A Past That Does Not Pass By
2019
Pearl cotton thread, calico
Dimensions variable
A Past That Does Not Pass By is part of a series of studies that explores personal trauma and anxiety through obsessive acts of embroidery that lie between therapy and torture. Here is the ghost of a text that has been meticulously stitched, then entirely unpicked, the lengths of thread that formed each line hanging loose and frayed. The text itself is illegible, but its absence has been made present in the small residual fibres that have accrued along widened gaps in the weave, like tiny wounds with needle as weapon. It is both ink stains on a page and bruises across skin.
The only indication of the original text is a citation identifying it as an excerpt from a chapter called ‘Life and Death of Speech’ in Julia Kristeva’s Black Sun: Depression and Melancholia. The piece itself was conceived in response to two texts by Sigmund Freud: ‘Remembering, Repeating, and Working-Through’ and ‘Mourning and Melancholia’.
The embroidery, or its echo, thus becomes emblematic of a pain spoken then silenced, revealed then repressed; the unpicking resides in an ambivalent space between letting-go and burying-within.

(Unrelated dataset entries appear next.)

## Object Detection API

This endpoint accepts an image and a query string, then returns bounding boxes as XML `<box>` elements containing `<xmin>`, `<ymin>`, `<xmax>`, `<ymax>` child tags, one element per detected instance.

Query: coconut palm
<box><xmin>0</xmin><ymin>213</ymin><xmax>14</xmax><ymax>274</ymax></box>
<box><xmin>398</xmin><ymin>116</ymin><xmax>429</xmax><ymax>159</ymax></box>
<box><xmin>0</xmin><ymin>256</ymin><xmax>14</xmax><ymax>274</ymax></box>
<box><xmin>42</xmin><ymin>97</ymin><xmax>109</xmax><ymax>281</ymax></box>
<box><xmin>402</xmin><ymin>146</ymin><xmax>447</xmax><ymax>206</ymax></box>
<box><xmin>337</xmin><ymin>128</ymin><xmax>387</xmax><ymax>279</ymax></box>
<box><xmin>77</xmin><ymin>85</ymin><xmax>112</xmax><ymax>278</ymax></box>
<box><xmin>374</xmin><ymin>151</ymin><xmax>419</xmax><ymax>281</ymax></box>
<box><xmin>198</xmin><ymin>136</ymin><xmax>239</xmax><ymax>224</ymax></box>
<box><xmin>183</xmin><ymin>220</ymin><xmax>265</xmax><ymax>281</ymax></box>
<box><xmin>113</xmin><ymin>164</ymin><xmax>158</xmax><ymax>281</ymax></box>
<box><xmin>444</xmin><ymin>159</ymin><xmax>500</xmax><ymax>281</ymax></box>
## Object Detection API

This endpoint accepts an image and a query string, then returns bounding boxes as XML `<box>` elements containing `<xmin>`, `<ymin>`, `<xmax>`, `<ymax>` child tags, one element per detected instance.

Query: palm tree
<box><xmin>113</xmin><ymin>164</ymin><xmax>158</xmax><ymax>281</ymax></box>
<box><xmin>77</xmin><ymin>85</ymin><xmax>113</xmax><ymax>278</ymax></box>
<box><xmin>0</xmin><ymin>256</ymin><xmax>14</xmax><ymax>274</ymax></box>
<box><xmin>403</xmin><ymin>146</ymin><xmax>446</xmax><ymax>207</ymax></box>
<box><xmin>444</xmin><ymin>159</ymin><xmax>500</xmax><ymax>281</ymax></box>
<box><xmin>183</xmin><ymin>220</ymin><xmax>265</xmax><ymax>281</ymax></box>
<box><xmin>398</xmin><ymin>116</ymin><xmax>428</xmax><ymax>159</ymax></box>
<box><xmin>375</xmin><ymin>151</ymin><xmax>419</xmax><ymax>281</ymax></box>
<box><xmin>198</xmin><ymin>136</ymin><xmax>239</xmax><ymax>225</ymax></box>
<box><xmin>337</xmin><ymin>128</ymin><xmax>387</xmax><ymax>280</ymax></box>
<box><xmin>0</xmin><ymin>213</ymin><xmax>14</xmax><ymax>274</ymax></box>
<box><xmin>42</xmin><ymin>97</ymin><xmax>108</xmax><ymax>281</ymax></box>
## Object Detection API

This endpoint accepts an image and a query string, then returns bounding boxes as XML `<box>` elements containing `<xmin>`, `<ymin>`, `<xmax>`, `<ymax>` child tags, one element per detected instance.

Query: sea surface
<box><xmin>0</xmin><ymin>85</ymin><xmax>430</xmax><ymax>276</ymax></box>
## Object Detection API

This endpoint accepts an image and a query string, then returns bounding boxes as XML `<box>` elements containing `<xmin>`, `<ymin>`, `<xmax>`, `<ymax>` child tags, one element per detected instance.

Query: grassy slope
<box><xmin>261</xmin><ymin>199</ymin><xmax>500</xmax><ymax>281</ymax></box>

The original embroidered text can be seen here: Front | Back
This work was exhibited in Mementos: A collective exhibition, at Deptford Does Art in London, United Kingdom, from 13-16 June 2019. The show was organised by students of the Transcultural Memory module, led by Astrid Schmetterling, part of the MA Contemporary Art Theory programme in the Department of Visual Cultures at Goldsmiths, University of London.